Simulating future studies based on prior predictive distribution

The calculations above combines Bayesian and frequentist philosophies. Since no data is being used (the previous study is just a metaphor for prior belief, it doesn´t matter how we got the information) and no posterior distribution is calculated. An alternative way is to make predictions from the prior distribution and evaluate the operating characteristics of these. This is called the prior predictive distribution.

\[\begin{align*} f(Y)= \int_{\theta, \sigma}{f(Y| \theta, \sigma^2)\cdot P(\theta, \sigma^2)d\theta\sigma} \end{align*}\]

Lets say

\[\begin{align*} Y &\sim {\sf N}(\theta_{0}, \tau^2_{0}) \end{align*}\] \[\begin{align*} \theta_{0} &\sim {\sf N}([0, 0.5], 1) \end{align*}\] \[\begin{align*} \tau_{0} &\sim {\sf half-t}(3, 0.5, 2.5) \end{align*}\]

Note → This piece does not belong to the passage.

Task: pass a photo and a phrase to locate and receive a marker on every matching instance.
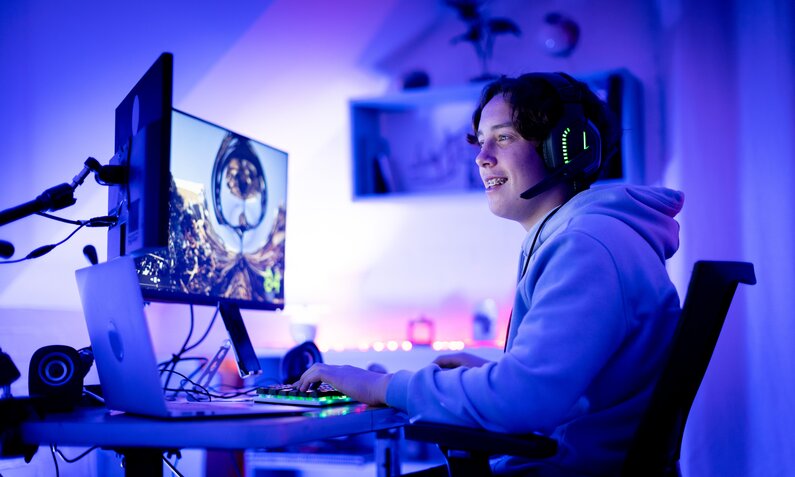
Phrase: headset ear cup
(56, 374)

The prior mean value of \(\theta_{0}\) is hence 0 and 0.5 for group A and B, respectively. We also evaluate for the prior \(\theta_{0}\sim{\sf N}([0, 1.0], 1)\) that is a mean difference of 1.0. The prior for \(\sigma\) is the default prior in the BRMS package.

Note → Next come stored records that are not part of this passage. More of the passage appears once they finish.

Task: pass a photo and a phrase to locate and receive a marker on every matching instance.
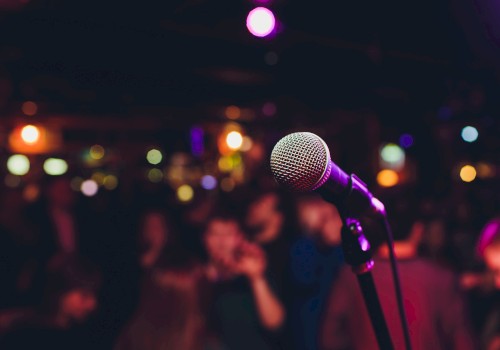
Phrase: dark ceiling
(193, 57)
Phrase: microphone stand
(357, 253)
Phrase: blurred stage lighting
(18, 164)
(30, 134)
(470, 134)
(387, 178)
(260, 22)
(208, 182)
(89, 188)
(234, 140)
(392, 156)
(55, 166)
(154, 156)
(97, 152)
(468, 173)
(185, 193)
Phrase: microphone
(301, 162)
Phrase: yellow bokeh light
(154, 156)
(468, 173)
(185, 193)
(29, 108)
(387, 178)
(234, 140)
(18, 164)
(226, 164)
(96, 152)
(246, 144)
(30, 134)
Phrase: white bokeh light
(261, 22)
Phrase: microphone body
(301, 162)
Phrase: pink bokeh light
(261, 22)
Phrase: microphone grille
(301, 161)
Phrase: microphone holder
(357, 253)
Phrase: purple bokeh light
(261, 22)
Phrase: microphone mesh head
(301, 161)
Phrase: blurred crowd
(254, 269)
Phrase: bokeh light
(208, 182)
(97, 152)
(246, 144)
(89, 188)
(393, 156)
(18, 164)
(30, 134)
(234, 140)
(485, 170)
(468, 173)
(225, 164)
(406, 140)
(154, 156)
(55, 166)
(387, 178)
(155, 175)
(29, 108)
(260, 22)
(470, 134)
(185, 193)
(110, 182)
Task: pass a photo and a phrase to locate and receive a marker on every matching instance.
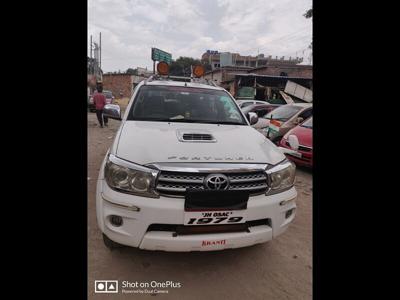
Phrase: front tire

By combining these prior distributions we can simulate data that is predictions of observations in future studies.

gc()
library(brms)
library(tidybayes)
library(tidymodels)

# Create dummy data for use when making the predictions from the prior
Empty <- tibble(Y = c(0, 0) , X = factor(c(0, 1), labels = c("A", "B")))

# Two scenarios: prior mu = 0.5 and 0.75.
prior_1 = c( prior(normal(0, 1), class = "b", coef = "XA"),
             prior(normal(0.5, 1), class = "b", coef = "XB") )  
prior_2 = c( prior(normal(0, 1), class = "b", coef = "XA"),
             prior(normal(1, 1), class = "b", coef = "XB") )  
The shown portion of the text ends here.